Formiga Armou a Defesa Santista
Inegavelmente a inclusão de Formiga como quarto zagueiro, veio dar à defesa de Vila Belmiro melhor consistência, fortaleza, pois Ramiro em que pese o fato de não gostar de jogar como zagueiro lateral (ontem brilhou de forma categórica) , é um craque no posto e Zito foi então aproveitado em sua verdadeira posição, ou seja, como homem de meio de campo, quando pode então ter aproveitado a sua classe e categoria formando a dupla (que dupla) de armadores. Possuindo uma equipe assim entrosada e o ataque que tem, pode o alvinegro praiano jogar com a consciência de seu valor e de sua força. Isso foi por sinal, a razão fundamental de sua vitória, clássica, e categórica ante um contendor que possuía inegavelmente um bom time e que ante qualquer contendor poderia almejar, sem que isso pudesse ser considerado como um exagero, uma vitória.
Não teve o Santos temor do adversário, começou jogando dentro de seu padrão e ritmo costumeiros, acionando a bola sempre rente ao solo, passando de primeira e com isso procurou envolver o Juventus. No entanto, para surpresa geral, reagiu o quadro local, jogando dentro do mesmo padrão, fazendo alarde de um bom nível técnico.Tivesse o quadro líder do certame menos segurança, menor confiança em seus próprios recursos e por certo se sentiria tolhido em seus movimentos. No entanto prosseguiu o Santos jogando com o mesmo acerto e o quadro avinhado começou, mesmo jogando bem, a se preocupar com seu sistema defensivo, recuando Lima e Zeola para barrar as investidas santistas pelo centro do campo.

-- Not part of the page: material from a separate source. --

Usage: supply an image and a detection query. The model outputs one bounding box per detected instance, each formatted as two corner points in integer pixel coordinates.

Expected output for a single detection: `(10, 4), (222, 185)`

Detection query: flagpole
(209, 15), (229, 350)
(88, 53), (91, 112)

Resistiu o Juventus ao Golpe
Mesmo sofrendo um tento, resistiu o Juventus ao primeiro golpe do adversário, continuando a contra-atacar, criando momentos de perigo para a meta de Manga, já que Pavão, sentindo muito o terreno escorregadio caia com muita freqüência e com isso se confundia muito seguidamente dando “chance” então ao adversário de criar momentos de perigo. Reagindo bem a marcação do primeiro gol santista, mostrou o quadro dirigido por Bauer que estava em condições de aspirar realmente a vitória.
Modificação no Sistema Defensivo
Na segunda fase o Juventus passou a cuidar mais dos ponteiros santistas. Lima e Clovis passaram a auxiliar seus médios e o próprio Rodrigues recuou muito visando com isso dar cobertura a Pando enquanto Lima auxiliava a Julinho. Abrindo um pouco o centro do campo, permitiram então os “grenás” que Pelé e Coutinho manobrassem com maior facilidade, pois somente depois da bola dominada é que os procuravam para combater. Nessa altura cresceu a produção do ataque santista tanto mais que o recuo de Rodrigues deu a Ramiro o ensejo de passar a cobrir o meio de campo, enquanto Formiga descia para apoiar o ataque. Com isso o Santos foi se assenhorando do campo e aos 8 minutos marcou o seu segundo tento por intermédio de Pelé. Recolhendo a bola, num passe de Zito, Pelé adiantou-se e depois de enganar um adversário entrou pela área decididamente e atirou no gol no momento em que Moraes saia da meta para fechar o ângulo.Quando a bola ia transpondo a linha de gol, Pando tentou num esforço desesperado afastar a bola, mas somente acabou enviando mais depressa ao fundo de suas próprias redes.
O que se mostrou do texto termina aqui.